ESG in Action: Evaluating Global Financials

Understanding environmental, social and governance (ESG) risks and dynamics is an important part of a robust investment process. Global financials offer a clear example of the value of putting ESG analysis in action.

Many investors feel the banking industry’s reputation has been tarnished in recent years following the many high-profile breakdowns in governance and breaches of public trust. At PIMCO, however, we do not believe that these past transgressions should be overwhelming factors in the forward-looking ESG assessment of individual banks, particularly for banks that performed well through the financial crisis or banks that have wholly revamped their management teams and governance processes. We view the much stronger regulatory framework and elevated stature of risk management as significant credit positives, both in terms of the higher capital and liquidity balances now held by most banks and in terms of lower earnings volatility. Although many of the changes have been mandated by regulators, leading banks have fully internalized the new rules and have invested heavily in redefining their culture and the conduct of their employees.

How PIMCO analyzes ESG factors in financials

As PIMCO considers investments in individual banks today, we seek to identify banks that have made significant progress in improving their own culture and conduct in addition to the more tangible improvements in risk management and financial product safety. Our assessments of leadership and governance are paramount, though we also carefully assess each bank’s integration of ESG factors in its underwriting as well as the company’s track record of regulatory compliance and litigation. PIMCO’s stress tests complement regulatory stress test results to provide a view of banks’ internal risk management. We also assess the propensity of company management to reward shareholders versus maintaining a conservative capital cushion in case of a downturn.

We assess each bank against global peers across 11 major ESG factors, detailed below. Our assessment combines both the level and forward-looking trend for each factor into an overall ESG score, which in the case of financials places greater weight on governance and social factors because historically these are the most material risks to the banking industry. By contrast, our ESG scores for energy companies are weighted toward environmental factors.
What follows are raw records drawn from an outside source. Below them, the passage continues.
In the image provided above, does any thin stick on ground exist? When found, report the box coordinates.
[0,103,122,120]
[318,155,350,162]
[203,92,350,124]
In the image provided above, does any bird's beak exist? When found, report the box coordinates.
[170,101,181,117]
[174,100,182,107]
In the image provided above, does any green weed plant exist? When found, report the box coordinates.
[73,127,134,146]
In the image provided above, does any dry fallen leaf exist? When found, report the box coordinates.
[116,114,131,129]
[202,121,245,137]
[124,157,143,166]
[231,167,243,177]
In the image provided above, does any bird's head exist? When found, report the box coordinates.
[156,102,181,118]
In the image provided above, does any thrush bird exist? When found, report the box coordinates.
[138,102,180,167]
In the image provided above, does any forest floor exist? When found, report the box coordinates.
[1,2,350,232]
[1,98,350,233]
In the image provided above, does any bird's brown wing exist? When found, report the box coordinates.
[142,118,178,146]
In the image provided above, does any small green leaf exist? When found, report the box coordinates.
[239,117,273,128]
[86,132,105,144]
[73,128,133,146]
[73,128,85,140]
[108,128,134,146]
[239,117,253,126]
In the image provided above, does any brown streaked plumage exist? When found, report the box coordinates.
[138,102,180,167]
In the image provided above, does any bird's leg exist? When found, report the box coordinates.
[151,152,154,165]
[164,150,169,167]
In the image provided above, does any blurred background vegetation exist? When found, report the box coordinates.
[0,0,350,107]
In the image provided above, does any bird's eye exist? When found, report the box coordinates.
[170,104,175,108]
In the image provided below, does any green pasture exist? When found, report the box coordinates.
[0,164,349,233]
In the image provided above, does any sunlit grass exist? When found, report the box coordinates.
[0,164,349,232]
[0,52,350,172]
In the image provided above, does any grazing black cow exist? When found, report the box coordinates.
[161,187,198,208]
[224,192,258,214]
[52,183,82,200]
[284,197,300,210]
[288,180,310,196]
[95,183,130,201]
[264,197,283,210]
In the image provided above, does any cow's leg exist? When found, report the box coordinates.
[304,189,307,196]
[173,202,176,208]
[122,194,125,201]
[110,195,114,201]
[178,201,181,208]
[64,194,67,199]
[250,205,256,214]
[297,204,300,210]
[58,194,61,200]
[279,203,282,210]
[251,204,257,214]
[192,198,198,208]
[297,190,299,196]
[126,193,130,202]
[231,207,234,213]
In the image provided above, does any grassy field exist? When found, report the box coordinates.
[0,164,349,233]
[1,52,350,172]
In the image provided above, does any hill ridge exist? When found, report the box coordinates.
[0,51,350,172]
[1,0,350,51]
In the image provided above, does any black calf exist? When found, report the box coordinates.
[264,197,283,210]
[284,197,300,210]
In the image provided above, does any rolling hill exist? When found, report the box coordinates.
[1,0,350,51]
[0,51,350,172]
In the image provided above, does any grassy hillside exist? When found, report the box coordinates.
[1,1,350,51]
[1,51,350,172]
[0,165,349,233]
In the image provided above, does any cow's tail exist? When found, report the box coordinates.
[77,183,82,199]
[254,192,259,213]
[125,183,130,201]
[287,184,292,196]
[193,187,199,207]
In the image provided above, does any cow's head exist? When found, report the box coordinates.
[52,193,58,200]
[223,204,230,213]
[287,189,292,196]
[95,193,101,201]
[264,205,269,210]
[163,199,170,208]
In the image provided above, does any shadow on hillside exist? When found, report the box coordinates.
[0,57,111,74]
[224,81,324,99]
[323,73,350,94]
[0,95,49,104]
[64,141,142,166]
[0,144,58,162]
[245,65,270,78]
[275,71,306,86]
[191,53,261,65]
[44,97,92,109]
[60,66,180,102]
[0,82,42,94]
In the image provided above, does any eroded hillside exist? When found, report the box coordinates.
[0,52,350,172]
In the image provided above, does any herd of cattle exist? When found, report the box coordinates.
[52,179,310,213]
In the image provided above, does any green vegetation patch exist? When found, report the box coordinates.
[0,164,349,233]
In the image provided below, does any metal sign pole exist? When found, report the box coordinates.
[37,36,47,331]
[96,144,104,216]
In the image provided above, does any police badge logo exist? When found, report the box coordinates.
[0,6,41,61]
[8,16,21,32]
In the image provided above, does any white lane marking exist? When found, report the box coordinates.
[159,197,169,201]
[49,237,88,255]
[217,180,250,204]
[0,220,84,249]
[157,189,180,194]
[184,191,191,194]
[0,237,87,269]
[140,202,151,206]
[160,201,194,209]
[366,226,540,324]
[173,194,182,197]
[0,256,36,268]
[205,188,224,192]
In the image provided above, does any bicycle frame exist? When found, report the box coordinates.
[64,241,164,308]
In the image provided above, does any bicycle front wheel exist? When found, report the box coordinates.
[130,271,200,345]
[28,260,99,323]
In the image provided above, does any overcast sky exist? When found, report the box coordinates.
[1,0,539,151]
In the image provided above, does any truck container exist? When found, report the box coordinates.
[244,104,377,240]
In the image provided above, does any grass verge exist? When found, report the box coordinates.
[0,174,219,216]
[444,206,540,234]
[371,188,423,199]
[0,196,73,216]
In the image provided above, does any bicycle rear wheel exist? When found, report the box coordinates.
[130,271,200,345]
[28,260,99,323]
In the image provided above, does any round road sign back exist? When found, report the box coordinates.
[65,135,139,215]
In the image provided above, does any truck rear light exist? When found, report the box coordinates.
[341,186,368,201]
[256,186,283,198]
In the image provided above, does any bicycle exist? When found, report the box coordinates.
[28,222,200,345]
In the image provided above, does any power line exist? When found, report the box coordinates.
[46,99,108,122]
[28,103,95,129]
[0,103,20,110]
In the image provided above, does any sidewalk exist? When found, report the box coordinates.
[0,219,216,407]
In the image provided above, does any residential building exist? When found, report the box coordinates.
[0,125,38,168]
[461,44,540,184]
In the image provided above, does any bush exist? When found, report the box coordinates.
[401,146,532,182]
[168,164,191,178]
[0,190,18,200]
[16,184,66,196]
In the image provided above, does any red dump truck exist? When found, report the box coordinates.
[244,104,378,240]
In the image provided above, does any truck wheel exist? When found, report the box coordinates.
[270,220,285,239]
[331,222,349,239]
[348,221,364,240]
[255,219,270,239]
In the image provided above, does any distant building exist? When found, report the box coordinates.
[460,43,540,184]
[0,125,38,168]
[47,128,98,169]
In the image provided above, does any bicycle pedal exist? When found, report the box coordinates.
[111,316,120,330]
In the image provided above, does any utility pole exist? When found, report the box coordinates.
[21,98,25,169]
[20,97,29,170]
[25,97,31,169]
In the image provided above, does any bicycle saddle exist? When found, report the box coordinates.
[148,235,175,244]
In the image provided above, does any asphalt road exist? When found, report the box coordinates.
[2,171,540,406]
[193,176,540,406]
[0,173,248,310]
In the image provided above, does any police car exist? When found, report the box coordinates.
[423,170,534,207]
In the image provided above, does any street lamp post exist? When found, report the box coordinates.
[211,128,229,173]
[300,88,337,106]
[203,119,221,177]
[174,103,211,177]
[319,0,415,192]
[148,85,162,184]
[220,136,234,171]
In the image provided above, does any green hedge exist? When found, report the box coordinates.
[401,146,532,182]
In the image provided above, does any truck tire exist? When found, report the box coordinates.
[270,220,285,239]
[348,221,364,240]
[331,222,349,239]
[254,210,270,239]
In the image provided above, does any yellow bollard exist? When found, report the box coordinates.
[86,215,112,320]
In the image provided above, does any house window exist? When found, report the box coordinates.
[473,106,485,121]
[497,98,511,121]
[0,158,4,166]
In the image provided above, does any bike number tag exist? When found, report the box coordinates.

ESG comparison across global banks

PIMCO assesses ESG factors for major global banks across geographies. Figure 1 shows a summary that provides portfolio managers with high-level insights into the key ESG strengths and weaknesses of major banking systems (recognizing that individual banks’ scores vary). Take the U.S., for example: The Federal Reserve System has created a strong, stable regulatory framework, and its Comprehensive Capital Analysis and Review (CCAR) stress testing process enforces risk management and capital discipline. This supports our stronger view of U.S. banks’ risk management and accounting factors. However, U.S. banks generally have yet to demonstrate lasting improvements in culture and business conduct, and many continue to lag European peers at integrating ESG factors in underwriting and product safety.